JSON-LD (JavaScript Object Notation for Linked Data) is a <script> block that describes your content using Schema.org vocabulary. Google uses this to generate rich results:

<!-- This is JSON-LD structured data -->
<script type="application/ld+json">
{
  "@context": "https://schema.org",
  "@type": "Article",
  "headline": "Your Article Title",
  "description": "Brief description of your content",
  "image": "https://yoursite.com/og-image.png",
  "author": {
    "@type": "Person",
    "name": "Jane Smith"
  },
  "datePublished": "2026-03-01",
  "publisher": {
    "@type": "Organization",
    "name": "Your Company",
    "logo": {
      "@type": "ImageObject",
      "url": "https://yoursite.com/logo.png"
    }
  }
}
</script>

This can unlock Google rich results: article bylines in search, FAQ dropdowns, How-To steps, breadcrumbs, product star ratings, and more.

Do I Need Both?

Yes, for different reasons:

  • OG tags — required for social previews. Without them, shared links appear as plain text with no image.
  • JSON-LD — needed for Google rich snippets. Without it, you miss out on enhanced search result features that can dramatically increase CTR.
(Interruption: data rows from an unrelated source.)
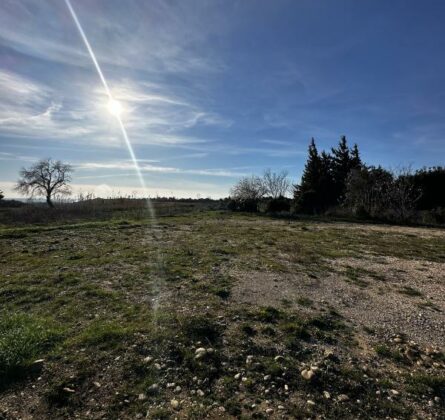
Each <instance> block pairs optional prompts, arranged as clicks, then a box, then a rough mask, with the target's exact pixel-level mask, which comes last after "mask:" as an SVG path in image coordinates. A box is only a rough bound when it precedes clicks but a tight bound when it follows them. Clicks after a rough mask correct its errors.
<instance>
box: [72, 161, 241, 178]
mask: <svg viewBox="0 0 445 420" xmlns="http://www.w3.org/2000/svg"><path fill="white" fill-rule="evenodd" d="M75 167H76V168H77V169H80V170H82V169H83V170H87V169H88V170H98V169H113V170H122V171H129V170H132V169H134V164H133V163H132V162H131V161H116V162H83V163H79V164H77V165H75ZM139 168H140V170H141V171H142V172H154V173H163V174H187V175H202V176H216V177H229V178H237V177H240V176H244V175H246V174H245V173H243V172H234V171H231V170H227V169H182V168H177V167H169V166H158V165H152V164H149V163H140V164H139Z"/></svg>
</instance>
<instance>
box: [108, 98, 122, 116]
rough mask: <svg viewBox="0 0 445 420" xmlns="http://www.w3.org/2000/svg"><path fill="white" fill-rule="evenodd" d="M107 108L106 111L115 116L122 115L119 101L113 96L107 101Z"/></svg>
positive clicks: (121, 112)
mask: <svg viewBox="0 0 445 420" xmlns="http://www.w3.org/2000/svg"><path fill="white" fill-rule="evenodd" d="M107 108H108V112H109V113H110V114H111V115H114V116H115V117H120V116H121V115H122V111H123V110H124V109H123V107H122V105H121V103H120V102H119V101H116V99H113V98H110V100H109V101H108V105H107Z"/></svg>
You'll often have duplicate information in both (title, description, image URL) — that's fine and expected. They're separate channels.

Common Confusion: Does JSON-LD Affect Social Cards?
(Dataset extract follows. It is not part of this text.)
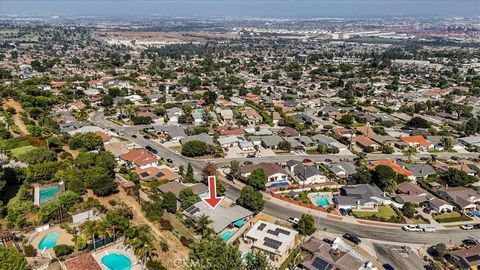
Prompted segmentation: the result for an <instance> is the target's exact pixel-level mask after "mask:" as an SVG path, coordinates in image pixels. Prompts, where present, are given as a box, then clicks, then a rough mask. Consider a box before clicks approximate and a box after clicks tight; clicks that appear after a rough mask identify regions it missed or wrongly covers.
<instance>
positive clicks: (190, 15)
mask: <svg viewBox="0 0 480 270" xmlns="http://www.w3.org/2000/svg"><path fill="white" fill-rule="evenodd" d="M0 14H1V15H29V16H35V15H70V16H108V17H112V16H123V17H141V16H144V17H152V16H185V17H189V16H190V17H193V16H200V17H201V16H205V17H209V16H210V17H211V16H221V17H224V16H235V17H303V18H312V17H393V16H414V17H416V16H424V17H433V16H468V17H471V16H480V2H479V1H476V0H456V1H452V0H437V1H431V0H357V1H351V0H337V1H331V0H327V1H323V0H318V1H302V0H300V1H291V0H283V1H282V0H256V1H252V0H244V1H230V0H210V1H204V0H190V1H171V0H169V1H163V0H157V1H155V0H150V1H143V0H131V1H125V0H124V1H122V0H117V1H111V0H105V1H102V0H100V1H95V0H84V1H77V0H70V1H69V0H64V1H62V0H60V1H42V0H40V1H11V0H0Z"/></svg>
No. Facebook, Twitter, LinkedIn, Discord, and Slack do not read JSON-LD. They only read OG meta tags. If you have perfect JSON-LD but no OG tags, your social previews will be broken.

Conversely, Google does not use OG tags to generate rich snippets. You can have perfect OG tags and still miss out on Google rich results if you don't have JSON-LD.

Implementing Both in Next.js

// app/blog/[slug]/page.tsx
import type { Metadata } from "next";

export async function generateMetadata({ params }): Promise<Metadata> {
  const post = await getPost(params.slug);
  return {
    // OG tags (social previews)
    title: post.title,
    description: post.excerpt,
    openGraph: {
      title: post.title,
      description: post.excerpt,
      images: [{ url: post.ogImage, width: 1200, height: 630 }],
      type: "article",
      publishedTime: post.publishedAt,
    },
    twitter: {
      card: "summary_large_image",
      title: post.title,
      description: post.excerpt,
      images: [post.ogImage],
    },
  };
}

export default function BlogPost({ params }) {
  const post = getPost(params.slug);
  
  // JSON-LD (search rich results)
  const jsonLd = {
    "@context": "https://schema.org",
    "@type": "Article",
    headline: post.title,
    description: post.excerpt,
    image: post.ogImage,
    datePublished: post.publishedAt,
    author: { "@type": "Person", name: post.author },
    publisher: {
      "@type": "Organization",
      name: "Your Site",
      logo: { "@type": "ImageObject", url: "https://yoursite.com/logo.png" }
    }
  };
  
  return (
    <>
      <script
        type="application/ld+json"
        dangerouslySetInnerHTML={{ __html: JSON.stringify(jsonLd) }}
      />
      <article>{/* your content */}</article>
    </>
  );
}

Which Takes Priority When They Conflict?

If your JSON-LD headline differs from your OG title, Google will typically prefer the JSON-LD for rich results while social platforms use the OG title for preview cards. To avoid confusion, keep them consistent.